The genus name, Rhipidura, is derived from the Ancient Greek words rhipis, meaning "fan," and oura, meaning "tail." This name accurately describes the characteristic habit of birds in this genus to repeatedly fan their long tail feathers while foraging.

The Manus Fantail is classified as a monotypic species, meaning no subspecies are recognized. The species is sometimes referred to by other common names, including the Admiralty Fantail or the Black-and-rufous Fantail. The name "Manus Fantail" is standardized by major ornithological authorities.

== Description ==
The Manus Fantail is a small, agile bird, measuring approximately 14.5 centimeters in length and weighing about 8.0 grams. Both males and females are identical in plumage.

The upperparts, including the crown, nape, and back, are a bright, uniform cinnamon-red. The area between the eye and the bill is dark sooty-grey which makes their bright white cheeks stand out. The upper breast features a prominent black band, which transitions to a white lower breast and belly that is heavily marked with black spotting. It is dark brown with a rufous base and pale ashy-grey tips. The wings are a darker brown compared to the bright back.

== Habitat and Distribution ==
Earlier records show that Manus Fantail appeared on the main island of Manus. In recent decades, the species has predominantly been observed on smaller offshore islands. Key locations include the islands of Tong, Rambutyo, Pak, and Anobat in the San Miguel Islands, as well as Sivisa in the Fedarb Islands. It is often seen by observers chartering boats to these smaller islands.

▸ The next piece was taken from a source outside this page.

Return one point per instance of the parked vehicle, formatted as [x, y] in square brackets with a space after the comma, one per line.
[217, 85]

The species inhabits lowland primary forests but demonstrates a notable tolerance for disturbed habitats. It is frequently found in degraded secondary growth, dense scrub, and overgrown coconut plantations.

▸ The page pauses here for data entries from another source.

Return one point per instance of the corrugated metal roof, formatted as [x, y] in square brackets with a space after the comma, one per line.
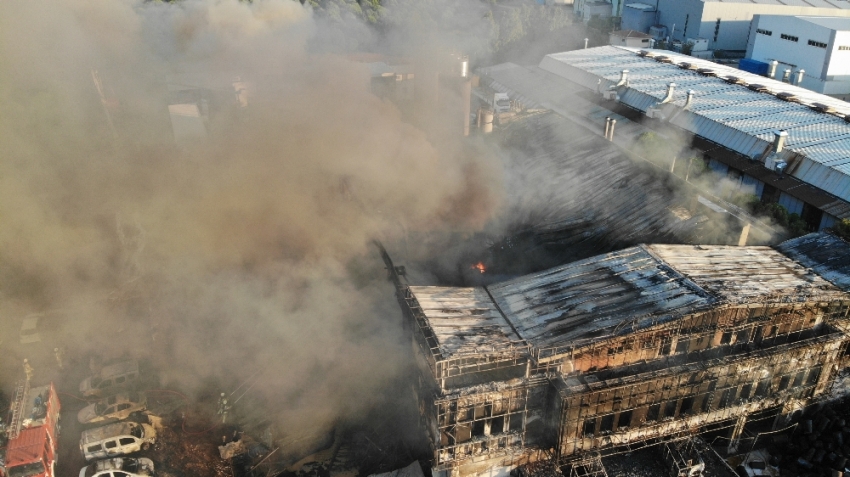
[836, 4]
[729, 114]
[826, 254]
[631, 289]
[464, 320]
[585, 298]
[744, 274]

The Manus Fantail is currently listed as Least Concern. The population, estimated to number between 1,500 and 7,000 mature individuals, is believed to be stable. The bird's ability to thrive in degraded forests and secondary growth reduces its immediate vulnerability to habitat modification. However, its extremely small global range and the fragmentation of its populations across several small islands allow researchers to believe that they may be affected by severe storms, or the introduction of predators or diseases.

== Vocalization ==
The vocal repertoire of the Manus Fantail is not as complex as some of its relatives. Its song is generally described as a series of thin, high-pitched, and scratchy notes, lacking the melodious quality of some other fantail species. These calls are used for maintaining contact with mates, defending territories, and general communication within the dense forest environment where visual contact is often limited. More detailed acoustic analysis of its call structure is needed.